Amidst a backdrop of the Leveson Inquiry, Salman Rushdie, Jon Snow, Paddy Ashdown and Sir Menzies Campbell have lent their support to a new charity promoting journalism as a force for democracy which launches today.
The Journalism Foundation boasts Evgeny Lebedev, chairman of the Independent and the London Evening Standard, as its chair of trustees and employs Independent editor-in-chief Simon Kelner as its chief executive. Former Guardian media editor Charlie Burgess is managing editor.
Speaking of its launch, Kelner said the Leveson Inquiry has seen the reputation of the press hit its lowest yet, but says the Foundation will act to bolster democracy when pressures have never weighed more heavily on the media's shoulders:
"Free journalism is under threat as never before. The financial pressure felt by media groups all over the world has meant two things: greater consolidation of ownership, and an imperative to drive down costs. And at the same time, the political reaction in Britain to the hacking scandal will probably result in tighter, and maybe even statutory, regulation.
"Yet in many ways, there has never been a better time for journalism, in all its guises. We live in much more open times: the access to once-classified information is greatly improved, and the methods of disseminating news are easier and cheaper.
"The Journalism Foundation has been established to add fuel to the engine of change in media. It is the brainchild of Alexander and Evgeny Lebedev, owners of [the Independent], for whom freedom of speech is a touchstone issue."
The Foundation, an independent charity, will fund and support projects internationally which "bolster democracy at a local or national level" and will offer support to individual freelance journalists and organisations alike. It launches supporting two projects - Pits n Pots independent Stoke-on-Trent blog and the Syndicat National des Journalistes Tunisiens, a Tunisian school providing practical courses for journalism.
The Foundation has garnered support from across the media and political arenas in the face of intense scrutiny of the media brought by the Leveson Inquiry into phone-hacking at the News of the World and other press organisations. Dozens of witnesses have publicy testified to harrassment and breach of privacy by the press and the press relationship with the public, police and politicians has been called to account.
Commenting of the launch of the Journalism Foundation, Lord Paddy Ashdown said: "Vibrant, courageous, challenging, uncomfortable, even at times irresponsible journalism is crucial to a healthy democracy. We all know now, thanks to the actions of a few, that there need to be new standards.

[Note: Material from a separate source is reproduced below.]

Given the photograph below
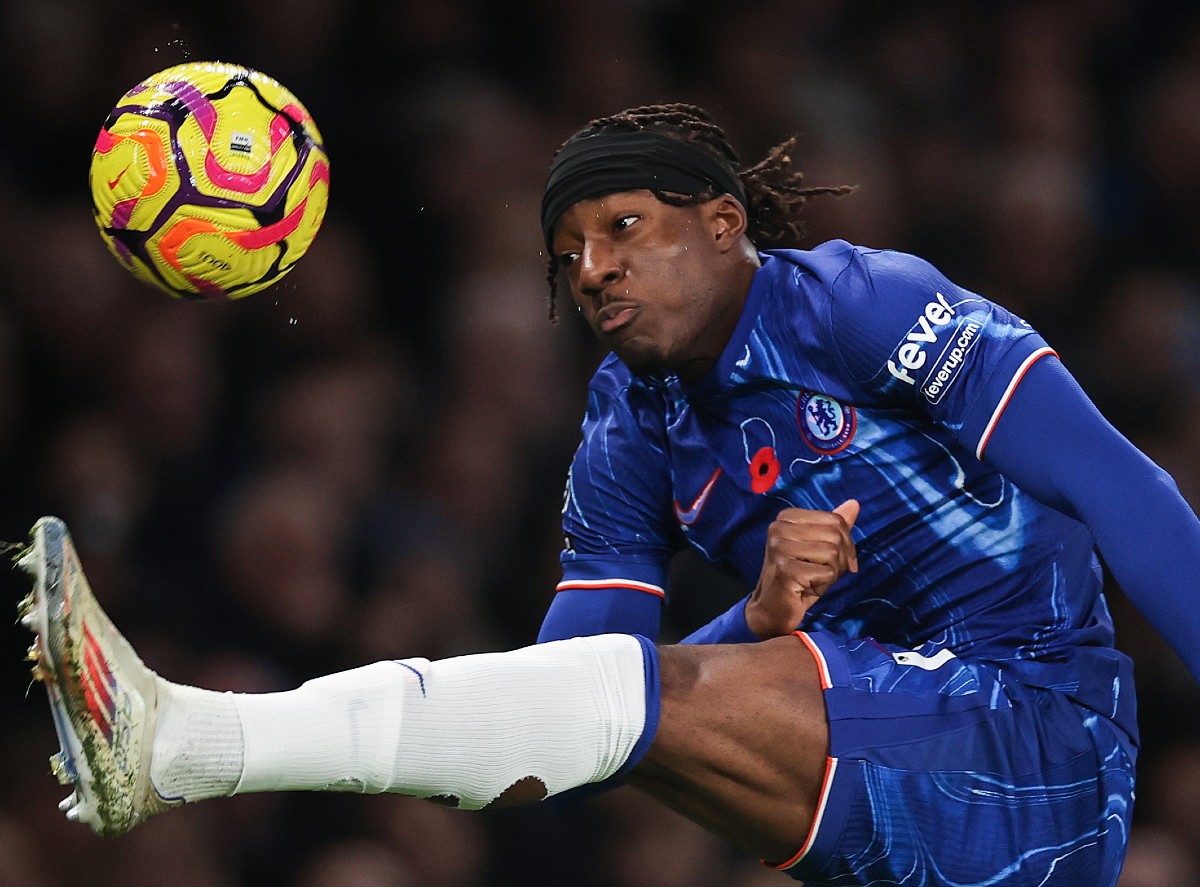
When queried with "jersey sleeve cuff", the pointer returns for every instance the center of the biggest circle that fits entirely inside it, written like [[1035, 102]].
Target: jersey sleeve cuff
[[983, 415]]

"But there is a real danger that the pendulum will swing too far and healthy journalism may be damaged in the process. Getting the balance right now is crucial. There could not be a better time for an organisation like this to be set up to ensure that we get this right, preserving, even strengthening what is best and rejecting what we all know now has been so bad."
Playwright Tom Stoppard, former newspaper editor Max Hastings, celebrated journalist John Pilger, MP Zac Goldsmith, writer and campaigner Jemima Khan and Channel 4 News presenter Jon Snow are also among supporters for the Foundation.